Quattro grandi concerti in nove giorni, in altrettanti comuni del Nord Sardegna, con afflussi di pubblico che oscilleranno verosimilmente fra le migliaia e le decine di migliaia di spettatori, in spazi urbani aperti, con artisti capaci di attirare bacini di utenza ampiamente superiori alla popolazione residente dei comuni ospitanti. Per ciascuno di questi eventi le domande sollevate nelle pagine precedenti di questo articolo conservano integralmente la loro pertinenza, e anzi si fanno più stringenti man mano che il calendario si avvicina. Quali sono i piani di sicurezza approvati dalle Commissioni di Vigilanza competenti? Quale è il dimensionamento del personale di controllo professionalmente formato previsto per ciascuna manifestazione? Quante unità di addetti ai servizi di controllo iscritti negli elenchi prefettizi saranno effettivamente impiegate? Quali coperture assicurative sono state stipulate dagli organizzatori per le funzioni di controllo affidate eventualmente a soggetti non abilitati, qualora questi ultimi dovessero comparire al posto degli ASC previsti dalla normativa nazionale?

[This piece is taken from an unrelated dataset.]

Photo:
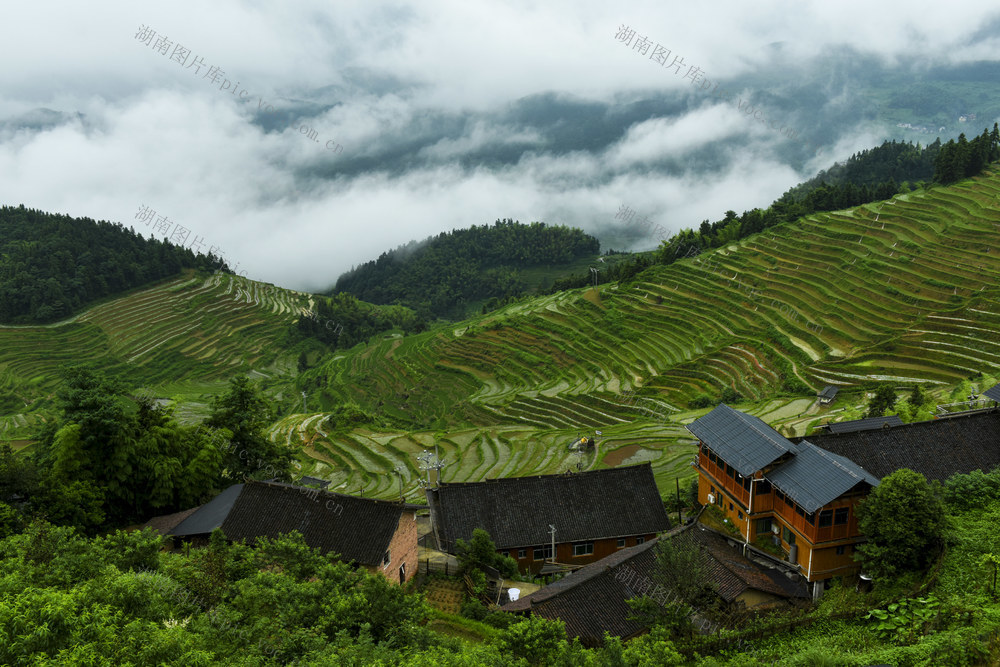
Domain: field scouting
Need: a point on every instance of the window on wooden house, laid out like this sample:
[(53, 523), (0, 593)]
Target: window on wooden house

Sono interrogativi che non hanno nulla a che vedere con il volontariato civico, la cui dignità ribadiamo essere fuori discussione e di cui anzi auspichiamo la piena valorizzazione nei propri ambiti tipici, dall’accoglienza al supporto logistico, dall’assistenza sanitaria al presidio della protezione civile. Riguardano semmai il rispetto della cornice giuridica e la tutela del cittadino che, magari con figli minori al seguito, decide di passare qualche ora in piazza per ascoltare musica, confidando legittimamente nel fatto che chi ne presidia gli ingressi e ne osserva i flussi abbia i titoli per farlo. La Prefettura di Sassari ha evidentemente piena cognizione del calendario in arrivo e dell’attenzione che esso merita. AISS, come sempre, resta a disposizione per qualunque interlocuzione tecnica fosse ritenuta utile, nel solco di quella collaborazione istituzionale che caratterizza il rapporto fra l’associazione e gli organi dello Stato preposti alla sicurezza.
Una conclusione, e un auspicio
La Festha Manna è patrimonio identitario di Porto Torres e di tutta la Sardegna. Il concerto di Francesco Gabbani è stato, da tutte le testimonianze raccolte, un successo di partecipazione, e nessun cittadino fra le migliaia presenti in piazza ha avuto motivo di pentirsi della propria scelta. Bene così, e davvero. Resta tuttavia aperta una questione di metodo, che vale per Porto Torres come per qualunque altro comune italiano. Quando la fortuna assiste, è facile concludere che tutto sia andato per il verso giusto. Quando non assiste, si scopre puntualmente che la legge prevedeva qualcosa che non era stato predisposto.
Aprire fin da subito un confronto pubblico, tecnico e sereno sulla corretta applicazione della normativa in materia di sicurezza dei pubblici spettacoli è il modo migliore per non doverlo mai aprire a danno avvenuto. È un esercizio che le amministrazioni più mature compiono volentieri, perché sanno che la sicurezza dei cittadini non è una variabile di bilancio, è una precondizione di ogni festa che si rispetti.